C’est la danse des plateformes…
En 1979, Chrysler est exsangue et demande l’aide du gouvernement américain. C’est cette année qu’elle sort ses nouveaux modèles pleine grandeur, basés sur la plateforme R. Ces autos sont un échec et sont abandonnées en 1981. Les modèles intermédiaires basés sur la plateforme M (eux-mêmes dérivés des compactes Aspen et Volare, basés sur la plateforme propulsion F) prennent le rôle des nouveaux haut de gamme de la corporation.
La plateforme M est importante pour Chrysler dans les années 80 parce qu’elle s’avère être une meilleure vendeuse que prévu et génère des marges élevées. Elle perdurera jusqu’en 1989.
Mais la vraie vedette chez Chrysler dans les années 80, c’est la plateforme K à traction avant, lancée en 1981 avec les Dodge Aries et Plymouth Reliant. De 1981 à 1995, elle sera servie à toutes les sauces : berline, coupé sport, cabriolet, familiale, mini fourgonnette, limousine, modèles bas de gamme ou modèles de luxe. Elle servira même de base à des véhicules badgés Maserati ou Shelby.

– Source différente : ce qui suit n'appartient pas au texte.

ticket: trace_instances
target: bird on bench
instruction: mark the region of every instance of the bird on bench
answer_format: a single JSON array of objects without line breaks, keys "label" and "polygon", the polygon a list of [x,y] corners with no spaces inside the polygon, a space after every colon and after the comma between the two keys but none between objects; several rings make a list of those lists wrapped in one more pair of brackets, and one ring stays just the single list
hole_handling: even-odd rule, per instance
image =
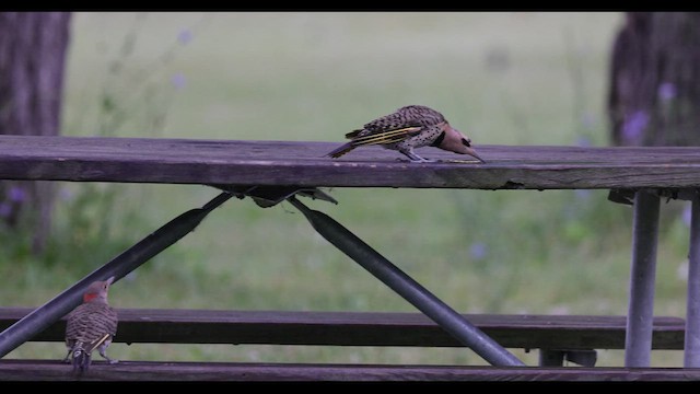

Si la plateforme K a sauvé Chrysler au début des années 80, c’est l’obstination de son patron, Lee Iacocca, à l’utiliser coûte que coûte qui entraînera une nouvelle rechute au début des années 90. Iacocca avait préféré augmenter son empire industriel en rachetant le fabricant d’avions Gulfstream et Lamborghini (nous y reviendrons) plutôt que d’investir en recherche et développement.
Réchauffé
Résultat, quand vient le temps de remplacer les véhicules basés sur la plateforme M, c’est encore la K qui s’y colle. Utilisant une variante baptisée C, les Dodge Dynasty et Chrysler New Yorker sont lancées en 1988. Au Canada, la Dynasty est vendue sous le nom Chrysler. Ce sont des autos au style extrêmement conservateur, voire dépassé. Sous les capots, rien de nouveau non plus.
Pour le millésime 1990, Chrysler offre une version rallongée de la plateforme C, baptisée Y. L’empattement passe de 2,65 à 2,78 mètres, le tout au bénéfice des passagers arrière. Deux variantes sont proposées : la New Yorker Fifth Avenue et l’Imperial. Chrysler en profite aussi pour inaugurer un nouveau V6 maison de 3,3 litres pour remplacer le V6 3 litres Mitsubishi.
Il développe une puissance de 147 chevaux, un couple de 183 lb-pi et est accouplé d’office à une boîte automatique à 4 rapports à commande électronique.
Ce qui différencie l’Imperial de la New Yorker Fifth Avenue, c’est une calandre plus imposante avec un emblème en forme d'aigle et des porte-à-faux allongés, faisant passer la longueur de 5,04 à 5,15 mètres.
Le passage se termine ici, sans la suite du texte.